Desde então, o Sudão tem sido considerado um estado pária pelos Estados Unidos, o que tem limitado o seu apoio internacional. O anúncio de Trump foi, por isso, recebido com grande entusiasmo pelo primeiro-ministro sudanês, Abdalla Hamdok.

“Muito obrigado, Presidente Trump! Aguardamos com grande expectativa a notificação oficial do Congresso revogando a designação do Sudão como estado patrocinador do terrorismo, que tantos custos trouxe ao país”, escreveu Hamdok.

O líder do Governo transitório acrescentou ainda que o tweet de Trump e a notificação da Câmara dos Representantes dos EUA, que ainda tem de votar favoravelmente a medida, “são o maior apoio à transição do Sudão para a democracia e ao povo sudanês”, acabando com “um pesado legado do defunto regime anterior”.

Aproximação a Israel

As negociações entre Washington e Cartum duram há vários meses e, a confirmar-se o anúncio de Trump, a retirada do Sudão dos países apoiantes de terrorismo abre a porta a que o país africano normalize as relações diplomáticas com Israel, uma intenção que já tinha manifestado, seguindo-se ao que fizeram os Emirados Árabes Unidos e o Bahrein.

Em Agosto, Cartum anunciou que estava a negociar a normalização de relações com Telavive, mas as negociações não chegaram a bom porto. No entanto, fonte oficial sudanesa disse à Al-Jazeera, sob anonimato, que um acordo não está descartado e que existem esforços para que o Sudão se junte aos países árabes que recentemente reconheceram Israel.

Apesar de não referir Israel, o anúncio de Trump está também a ser encarado como uma forma de o Presidente norte-americano obter ganhos com uma aproximação entre Cartum e Telavive, uma vitória diplomática a apenas duas semanas das eleições presidenciais.

Recuperar investimento

Ao deixar de ser considerado um estado patrocinador do terrorismo, o Sudão ganha fôlego para conseguir recuperar da profunda crise económica que atravessa. Esta terça-feira, o Governo anunciou que os Estados Unidos e outros países já manifestaram disponibilidade para disponibilizar pacotes de ajuda financeira, um primeiro passo importante para o país. 

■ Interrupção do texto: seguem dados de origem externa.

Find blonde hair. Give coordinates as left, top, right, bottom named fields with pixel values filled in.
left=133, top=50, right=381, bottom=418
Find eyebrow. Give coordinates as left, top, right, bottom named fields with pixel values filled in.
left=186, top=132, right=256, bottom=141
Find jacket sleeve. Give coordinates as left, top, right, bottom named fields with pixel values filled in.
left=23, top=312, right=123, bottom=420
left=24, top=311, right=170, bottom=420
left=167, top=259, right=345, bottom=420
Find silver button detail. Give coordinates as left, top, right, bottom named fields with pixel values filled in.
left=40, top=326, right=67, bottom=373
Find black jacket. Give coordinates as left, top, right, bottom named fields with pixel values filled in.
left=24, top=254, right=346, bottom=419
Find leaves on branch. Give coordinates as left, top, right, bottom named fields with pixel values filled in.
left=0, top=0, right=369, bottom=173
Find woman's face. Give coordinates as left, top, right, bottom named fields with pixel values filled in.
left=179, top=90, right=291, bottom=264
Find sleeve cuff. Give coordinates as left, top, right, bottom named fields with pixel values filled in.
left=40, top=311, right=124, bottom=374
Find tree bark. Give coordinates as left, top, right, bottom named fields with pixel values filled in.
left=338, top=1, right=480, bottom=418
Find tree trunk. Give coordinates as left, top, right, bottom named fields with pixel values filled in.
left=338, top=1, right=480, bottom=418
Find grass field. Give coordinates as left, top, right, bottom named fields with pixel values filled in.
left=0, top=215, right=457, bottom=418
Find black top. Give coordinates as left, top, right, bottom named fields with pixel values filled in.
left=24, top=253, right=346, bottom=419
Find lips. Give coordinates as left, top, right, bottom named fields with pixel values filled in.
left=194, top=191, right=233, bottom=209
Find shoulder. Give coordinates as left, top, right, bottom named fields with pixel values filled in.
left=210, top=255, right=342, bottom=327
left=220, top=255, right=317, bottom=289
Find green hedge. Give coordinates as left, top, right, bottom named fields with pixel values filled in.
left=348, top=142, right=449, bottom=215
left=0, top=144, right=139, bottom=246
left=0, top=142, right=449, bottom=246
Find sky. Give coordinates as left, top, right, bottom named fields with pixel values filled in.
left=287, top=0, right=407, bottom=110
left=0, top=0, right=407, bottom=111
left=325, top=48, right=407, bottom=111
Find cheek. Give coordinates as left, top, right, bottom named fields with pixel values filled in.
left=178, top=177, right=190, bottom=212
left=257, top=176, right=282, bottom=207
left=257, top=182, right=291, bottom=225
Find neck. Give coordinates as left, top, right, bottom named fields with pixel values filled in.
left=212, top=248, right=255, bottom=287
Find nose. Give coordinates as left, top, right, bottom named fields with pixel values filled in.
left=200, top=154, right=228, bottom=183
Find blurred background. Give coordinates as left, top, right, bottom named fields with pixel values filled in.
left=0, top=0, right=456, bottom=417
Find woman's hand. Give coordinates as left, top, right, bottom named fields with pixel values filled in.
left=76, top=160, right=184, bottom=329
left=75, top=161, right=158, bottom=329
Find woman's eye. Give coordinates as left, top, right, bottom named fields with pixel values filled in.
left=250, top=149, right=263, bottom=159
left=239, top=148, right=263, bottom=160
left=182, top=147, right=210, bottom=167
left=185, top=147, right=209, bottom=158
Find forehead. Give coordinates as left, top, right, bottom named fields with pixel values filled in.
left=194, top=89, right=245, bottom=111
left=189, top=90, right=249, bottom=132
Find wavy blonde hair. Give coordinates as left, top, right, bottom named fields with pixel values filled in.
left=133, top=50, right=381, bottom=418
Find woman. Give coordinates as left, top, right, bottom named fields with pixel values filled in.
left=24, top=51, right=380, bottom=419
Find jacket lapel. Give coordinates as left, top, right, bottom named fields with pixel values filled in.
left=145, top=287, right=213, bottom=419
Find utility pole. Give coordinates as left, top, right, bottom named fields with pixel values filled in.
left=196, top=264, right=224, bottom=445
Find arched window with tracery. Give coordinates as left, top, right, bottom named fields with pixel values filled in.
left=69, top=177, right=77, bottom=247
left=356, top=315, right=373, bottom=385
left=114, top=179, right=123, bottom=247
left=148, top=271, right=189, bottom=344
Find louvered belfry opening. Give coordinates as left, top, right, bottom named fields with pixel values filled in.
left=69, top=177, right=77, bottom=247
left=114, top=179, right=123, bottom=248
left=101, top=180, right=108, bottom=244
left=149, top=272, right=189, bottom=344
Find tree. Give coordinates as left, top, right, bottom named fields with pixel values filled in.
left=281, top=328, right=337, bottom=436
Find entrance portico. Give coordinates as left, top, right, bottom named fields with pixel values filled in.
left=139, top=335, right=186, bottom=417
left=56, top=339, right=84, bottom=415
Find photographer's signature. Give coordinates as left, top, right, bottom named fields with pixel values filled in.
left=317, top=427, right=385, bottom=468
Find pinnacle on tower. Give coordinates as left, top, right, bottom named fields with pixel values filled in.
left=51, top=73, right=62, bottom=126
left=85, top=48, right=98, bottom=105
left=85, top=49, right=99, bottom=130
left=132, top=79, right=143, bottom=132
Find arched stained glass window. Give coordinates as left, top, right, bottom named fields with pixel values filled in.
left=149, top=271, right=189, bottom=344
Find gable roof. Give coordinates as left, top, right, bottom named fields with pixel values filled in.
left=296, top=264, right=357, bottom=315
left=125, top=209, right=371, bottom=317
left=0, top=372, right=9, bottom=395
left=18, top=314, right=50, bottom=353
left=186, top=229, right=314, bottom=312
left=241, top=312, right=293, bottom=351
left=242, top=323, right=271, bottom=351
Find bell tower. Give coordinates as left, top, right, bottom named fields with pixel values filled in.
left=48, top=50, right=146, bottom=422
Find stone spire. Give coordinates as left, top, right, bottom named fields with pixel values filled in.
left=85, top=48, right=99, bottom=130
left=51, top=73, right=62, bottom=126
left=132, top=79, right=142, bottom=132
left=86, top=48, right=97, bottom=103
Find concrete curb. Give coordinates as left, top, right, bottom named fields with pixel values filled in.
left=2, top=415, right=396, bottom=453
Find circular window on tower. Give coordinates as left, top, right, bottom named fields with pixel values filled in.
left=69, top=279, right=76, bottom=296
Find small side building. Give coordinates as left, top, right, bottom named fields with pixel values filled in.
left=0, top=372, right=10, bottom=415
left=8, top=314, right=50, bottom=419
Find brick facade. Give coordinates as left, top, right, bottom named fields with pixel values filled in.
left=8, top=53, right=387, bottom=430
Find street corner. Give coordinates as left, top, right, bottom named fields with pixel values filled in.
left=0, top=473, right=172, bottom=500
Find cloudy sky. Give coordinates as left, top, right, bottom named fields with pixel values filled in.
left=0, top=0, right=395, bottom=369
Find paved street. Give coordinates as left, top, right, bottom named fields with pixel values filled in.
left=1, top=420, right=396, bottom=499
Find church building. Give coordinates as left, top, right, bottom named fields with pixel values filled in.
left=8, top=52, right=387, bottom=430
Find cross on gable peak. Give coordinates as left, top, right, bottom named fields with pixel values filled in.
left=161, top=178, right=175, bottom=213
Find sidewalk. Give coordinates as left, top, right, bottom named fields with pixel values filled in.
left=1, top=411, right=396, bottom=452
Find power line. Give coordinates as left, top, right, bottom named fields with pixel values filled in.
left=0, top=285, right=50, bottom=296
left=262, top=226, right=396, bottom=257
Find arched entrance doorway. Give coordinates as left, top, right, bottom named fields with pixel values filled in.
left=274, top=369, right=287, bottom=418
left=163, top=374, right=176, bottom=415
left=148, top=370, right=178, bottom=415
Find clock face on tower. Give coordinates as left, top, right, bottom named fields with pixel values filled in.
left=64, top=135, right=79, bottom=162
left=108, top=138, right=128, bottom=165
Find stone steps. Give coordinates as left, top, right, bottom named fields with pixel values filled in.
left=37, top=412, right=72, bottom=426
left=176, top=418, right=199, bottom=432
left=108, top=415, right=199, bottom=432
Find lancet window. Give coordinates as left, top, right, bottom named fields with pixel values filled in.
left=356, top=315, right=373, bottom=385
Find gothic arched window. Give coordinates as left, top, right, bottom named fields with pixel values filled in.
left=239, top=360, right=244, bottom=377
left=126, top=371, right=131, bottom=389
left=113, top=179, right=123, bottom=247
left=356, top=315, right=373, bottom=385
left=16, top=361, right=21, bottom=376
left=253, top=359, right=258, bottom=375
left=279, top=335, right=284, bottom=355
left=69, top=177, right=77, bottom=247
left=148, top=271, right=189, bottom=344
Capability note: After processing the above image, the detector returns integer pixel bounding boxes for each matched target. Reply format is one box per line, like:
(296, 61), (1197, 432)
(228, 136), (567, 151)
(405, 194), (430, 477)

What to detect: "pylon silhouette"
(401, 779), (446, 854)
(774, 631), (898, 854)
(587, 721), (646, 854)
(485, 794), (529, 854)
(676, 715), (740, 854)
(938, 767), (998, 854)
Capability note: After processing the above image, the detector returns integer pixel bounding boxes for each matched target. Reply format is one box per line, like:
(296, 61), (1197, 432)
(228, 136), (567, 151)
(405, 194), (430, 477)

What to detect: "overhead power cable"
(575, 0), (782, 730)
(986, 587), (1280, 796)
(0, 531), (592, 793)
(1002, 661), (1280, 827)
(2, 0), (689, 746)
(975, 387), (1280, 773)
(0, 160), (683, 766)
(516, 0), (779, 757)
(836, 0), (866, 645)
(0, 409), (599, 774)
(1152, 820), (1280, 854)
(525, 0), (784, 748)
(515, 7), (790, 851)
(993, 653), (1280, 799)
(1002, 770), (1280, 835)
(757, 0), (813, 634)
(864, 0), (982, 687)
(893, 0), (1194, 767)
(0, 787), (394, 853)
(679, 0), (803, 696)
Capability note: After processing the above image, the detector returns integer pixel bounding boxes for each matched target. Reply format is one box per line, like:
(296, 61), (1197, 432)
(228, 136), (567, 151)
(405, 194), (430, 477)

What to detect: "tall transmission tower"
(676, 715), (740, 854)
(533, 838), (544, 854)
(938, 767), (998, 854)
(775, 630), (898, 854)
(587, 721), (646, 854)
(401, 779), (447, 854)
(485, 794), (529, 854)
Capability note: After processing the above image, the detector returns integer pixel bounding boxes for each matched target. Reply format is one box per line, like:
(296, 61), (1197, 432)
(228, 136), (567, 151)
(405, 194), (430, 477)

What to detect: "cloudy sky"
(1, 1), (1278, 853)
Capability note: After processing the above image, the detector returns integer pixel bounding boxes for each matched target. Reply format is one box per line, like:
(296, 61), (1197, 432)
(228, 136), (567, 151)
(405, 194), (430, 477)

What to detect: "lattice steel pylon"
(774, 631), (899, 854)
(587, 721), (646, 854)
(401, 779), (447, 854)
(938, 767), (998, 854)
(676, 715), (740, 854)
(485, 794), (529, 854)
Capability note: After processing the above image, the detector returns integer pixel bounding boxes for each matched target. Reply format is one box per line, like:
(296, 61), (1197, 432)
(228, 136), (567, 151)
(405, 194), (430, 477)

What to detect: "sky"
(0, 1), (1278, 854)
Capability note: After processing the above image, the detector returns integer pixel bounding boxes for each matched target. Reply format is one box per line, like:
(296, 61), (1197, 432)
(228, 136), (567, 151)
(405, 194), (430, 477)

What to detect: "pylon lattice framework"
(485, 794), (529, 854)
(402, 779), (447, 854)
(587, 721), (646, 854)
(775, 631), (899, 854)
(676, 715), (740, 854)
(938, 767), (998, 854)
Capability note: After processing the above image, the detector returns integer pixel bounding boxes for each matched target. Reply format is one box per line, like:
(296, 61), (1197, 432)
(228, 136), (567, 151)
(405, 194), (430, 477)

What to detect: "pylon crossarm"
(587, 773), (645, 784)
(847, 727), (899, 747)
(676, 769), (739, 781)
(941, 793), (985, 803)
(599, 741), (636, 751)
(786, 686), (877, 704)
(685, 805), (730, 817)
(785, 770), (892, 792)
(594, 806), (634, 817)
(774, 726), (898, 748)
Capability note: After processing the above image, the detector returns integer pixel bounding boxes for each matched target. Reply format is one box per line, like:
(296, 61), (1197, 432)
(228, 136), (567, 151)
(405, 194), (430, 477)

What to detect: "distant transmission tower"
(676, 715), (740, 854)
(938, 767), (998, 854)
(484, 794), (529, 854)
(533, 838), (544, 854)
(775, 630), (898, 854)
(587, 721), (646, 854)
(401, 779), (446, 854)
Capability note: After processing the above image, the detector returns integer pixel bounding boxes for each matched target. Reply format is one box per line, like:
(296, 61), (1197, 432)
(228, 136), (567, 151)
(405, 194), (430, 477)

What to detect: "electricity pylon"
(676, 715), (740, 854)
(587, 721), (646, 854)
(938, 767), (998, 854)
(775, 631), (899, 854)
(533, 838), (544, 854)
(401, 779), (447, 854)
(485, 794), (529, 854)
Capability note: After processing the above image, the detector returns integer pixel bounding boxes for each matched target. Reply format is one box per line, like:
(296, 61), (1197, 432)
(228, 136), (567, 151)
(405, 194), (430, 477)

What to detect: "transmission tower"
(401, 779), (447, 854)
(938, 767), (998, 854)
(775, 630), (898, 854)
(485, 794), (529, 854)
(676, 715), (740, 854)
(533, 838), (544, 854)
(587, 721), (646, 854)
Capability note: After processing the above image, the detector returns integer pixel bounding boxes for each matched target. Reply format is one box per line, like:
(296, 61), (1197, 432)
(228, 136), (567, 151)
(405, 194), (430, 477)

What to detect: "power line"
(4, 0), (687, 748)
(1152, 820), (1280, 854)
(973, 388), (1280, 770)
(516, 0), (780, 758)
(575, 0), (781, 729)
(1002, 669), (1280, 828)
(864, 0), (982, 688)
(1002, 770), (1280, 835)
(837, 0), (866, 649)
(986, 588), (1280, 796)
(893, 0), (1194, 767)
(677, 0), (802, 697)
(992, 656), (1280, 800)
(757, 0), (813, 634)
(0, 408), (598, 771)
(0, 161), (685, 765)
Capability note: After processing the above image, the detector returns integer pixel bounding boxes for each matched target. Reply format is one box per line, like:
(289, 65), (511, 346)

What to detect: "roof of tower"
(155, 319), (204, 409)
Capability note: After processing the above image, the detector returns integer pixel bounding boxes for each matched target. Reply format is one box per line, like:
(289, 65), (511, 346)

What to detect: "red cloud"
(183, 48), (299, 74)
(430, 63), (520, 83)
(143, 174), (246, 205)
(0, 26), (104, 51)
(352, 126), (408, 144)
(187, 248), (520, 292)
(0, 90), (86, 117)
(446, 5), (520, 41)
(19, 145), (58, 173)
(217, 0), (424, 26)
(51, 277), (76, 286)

​Além de constar desta “lista negra”, que tem afastado os investidores do país, o Sudão é alvo de rigorosas sanções económicas e comerciais, que só foram levantadas ligeiramente em Janeiro de 2017, nas últimas semanas de Barack Obama na presidência dos Estados Unidos.

Sem possibilidade de exportar e com uma moeda fraca, o país enfrenta uma forte inflação, que em Setembro atingiu os 212% do PIB, superior aos 166% verificados em igual período do ano passado. Um quarto da população do país passa fome, e o Governo transitório, que deverá permanecer à frente do país até novas eleições em 2022, já avisou que está sem dinheiro para pagar os fornecimentos de trigo, medicamentos e combustível.

 A retirada do país da lista dos países que apoiam o terrorismo, diz a Al-Jazeera, permite que o país alivie as suas dívidas ao Fundo Monetário Internacional e à Iniciativa Reforçada para os Países Pobres Muito Endividados (HIPC), do Banco Mundial, e abre caminho ao necessário investimento estrangeiro.